Are you able to always reproduce it with that string? Like in other fields? Maybe on a fresh install? Just a quick question... to see if it's not a database encoding thing. If it's possible can you email me a sanatized sql dump? Generalredneck at Gmail dot com. Or at the very least double check the database encoding for me and make sure it's utf8_general_ci.

But I bet it's me using a unicorn unsafe function somewhere.

In the mean time I'll see what I can do as far as testing. I may not get a fast turn around on this one though. Good call on the /u anyway... it probably should be there.

generalredneck’s picture

I was revisiting this issue. Here was some info I found on PHP.net

If the _subject_ contains utf-8 sequences the 'u' modifier should be set, otherwise a pattern such as /./ could match a utf-8 sequence as two to four individual ASCII characters. It is not a requirement, however, as you may have a need to break apart utf-8 sequences into single bytes. Most of the time, though, if you're working with utf-8 strings you should use the 'u' modifier.

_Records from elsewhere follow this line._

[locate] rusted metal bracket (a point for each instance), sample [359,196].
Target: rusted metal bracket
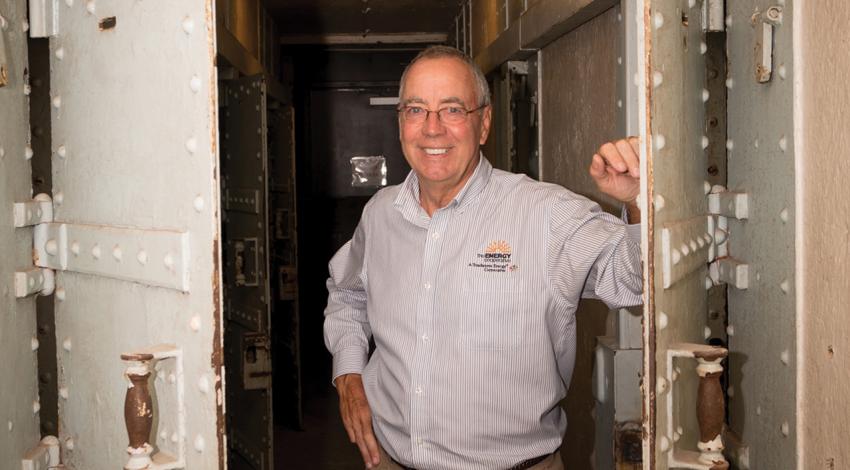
[138,409]
[710,408]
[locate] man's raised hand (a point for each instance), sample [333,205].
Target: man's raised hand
[615,168]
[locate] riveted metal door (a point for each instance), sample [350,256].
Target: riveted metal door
[136,218]
[19,422]
[722,232]
[247,342]
[674,47]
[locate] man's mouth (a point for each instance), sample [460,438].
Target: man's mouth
[436,151]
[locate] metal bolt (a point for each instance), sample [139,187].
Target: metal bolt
[657,79]
[661,386]
[188,25]
[662,320]
[660,141]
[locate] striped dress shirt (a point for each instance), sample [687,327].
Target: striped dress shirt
[472,311]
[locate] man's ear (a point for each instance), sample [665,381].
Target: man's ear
[486,118]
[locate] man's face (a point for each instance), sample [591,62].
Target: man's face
[442,155]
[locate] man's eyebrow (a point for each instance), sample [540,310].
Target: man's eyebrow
[453,99]
[413,99]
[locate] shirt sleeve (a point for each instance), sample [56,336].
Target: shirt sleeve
[346,327]
[595,255]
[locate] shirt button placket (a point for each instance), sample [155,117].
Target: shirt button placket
[424,324]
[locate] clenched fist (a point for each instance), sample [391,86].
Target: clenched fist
[616,170]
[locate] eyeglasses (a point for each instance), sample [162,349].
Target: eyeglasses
[414,114]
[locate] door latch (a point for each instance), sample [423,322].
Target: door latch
[710,408]
[139,410]
[688,245]
[148,256]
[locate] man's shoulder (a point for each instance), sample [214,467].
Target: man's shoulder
[382,200]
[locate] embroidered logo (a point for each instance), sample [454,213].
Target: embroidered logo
[496,258]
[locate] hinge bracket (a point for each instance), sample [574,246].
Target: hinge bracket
[687,245]
[44,18]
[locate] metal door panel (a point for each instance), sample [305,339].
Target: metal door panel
[762,346]
[246,276]
[286,321]
[19,420]
[134,136]
[677,163]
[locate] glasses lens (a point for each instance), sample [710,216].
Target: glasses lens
[453,115]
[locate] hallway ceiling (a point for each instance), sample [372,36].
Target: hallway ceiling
[322,17]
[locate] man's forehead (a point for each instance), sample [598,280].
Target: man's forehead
[449,78]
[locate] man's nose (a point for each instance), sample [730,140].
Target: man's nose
[432,124]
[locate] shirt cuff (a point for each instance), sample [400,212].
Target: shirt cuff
[633,231]
[351,360]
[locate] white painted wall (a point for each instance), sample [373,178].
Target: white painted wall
[822,100]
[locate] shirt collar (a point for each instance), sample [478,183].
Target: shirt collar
[407,201]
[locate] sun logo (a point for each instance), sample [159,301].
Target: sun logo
[498,246]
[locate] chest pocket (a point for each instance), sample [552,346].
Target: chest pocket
[494,313]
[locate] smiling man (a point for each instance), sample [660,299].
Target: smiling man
[467,278]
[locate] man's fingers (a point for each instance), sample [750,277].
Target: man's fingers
[361,444]
[630,157]
[370,442]
[597,168]
[611,154]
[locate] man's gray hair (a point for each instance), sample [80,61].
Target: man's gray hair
[482,89]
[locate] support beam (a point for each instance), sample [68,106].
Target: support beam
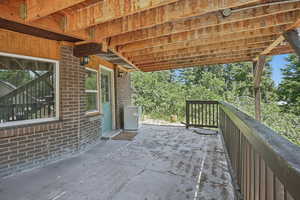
[279,40]
[108,11]
[204,36]
[163,14]
[87,49]
[258,68]
[209,20]
[293,37]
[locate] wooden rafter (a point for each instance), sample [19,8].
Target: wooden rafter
[38,9]
[194,50]
[203,53]
[208,20]
[184,41]
[159,34]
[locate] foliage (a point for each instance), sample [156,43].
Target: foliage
[163,93]
[289,88]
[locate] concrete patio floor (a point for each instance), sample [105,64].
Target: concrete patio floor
[161,163]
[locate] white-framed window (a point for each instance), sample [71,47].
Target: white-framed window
[29,90]
[92,91]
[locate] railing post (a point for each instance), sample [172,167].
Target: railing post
[258,68]
[187,113]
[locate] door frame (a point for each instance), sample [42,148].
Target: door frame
[112,93]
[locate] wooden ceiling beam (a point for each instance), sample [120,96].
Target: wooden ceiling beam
[206,33]
[210,47]
[212,62]
[111,10]
[163,14]
[249,53]
[208,20]
[15,11]
[38,9]
[213,39]
[185,55]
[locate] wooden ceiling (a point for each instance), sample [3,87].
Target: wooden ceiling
[164,34]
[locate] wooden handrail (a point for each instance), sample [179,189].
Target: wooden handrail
[265,164]
[202,113]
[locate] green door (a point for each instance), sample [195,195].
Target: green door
[106,100]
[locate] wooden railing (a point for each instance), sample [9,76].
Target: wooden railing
[202,114]
[265,166]
[31,101]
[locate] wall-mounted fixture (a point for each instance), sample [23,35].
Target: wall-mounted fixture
[121,73]
[84,60]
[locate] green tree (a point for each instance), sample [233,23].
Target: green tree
[289,88]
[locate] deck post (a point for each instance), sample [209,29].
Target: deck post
[258,68]
[187,113]
[293,37]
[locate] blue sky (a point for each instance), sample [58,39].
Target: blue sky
[278,62]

http://php.net/manual/en/reference.pcre.pattern.modifiers.php#107498

Since this is the case, it would be prudent to actually put this on all the preg_replaces I have. I'm going to do that and run my tests against it.

This might also explain some of the funkiness you found... Though I couldn't reproduce it at the time.

generalredneck’s picture

  • generalredneck committed bdd421d on 7.x-2.x
    Issue #2775643 by generalredneck, nirbhasa: Unicode issue with...
generalredneck’s picture

Status: Needs review » Fixed

So I went ahead and committed this without review because I wrote a test to double check the removal function. See bdd421d.

  • generalredneck committed 6b8f779 on 8.x-2.x
    Issue #2775643 by generalredneck, nirbhasa: Unicode issue with...
generalredneck’s picture

Ported to D8 as well.

Status: Fixed » Closed (fixed)

Automatically closed - issue fixed for 2 weeks with no activity.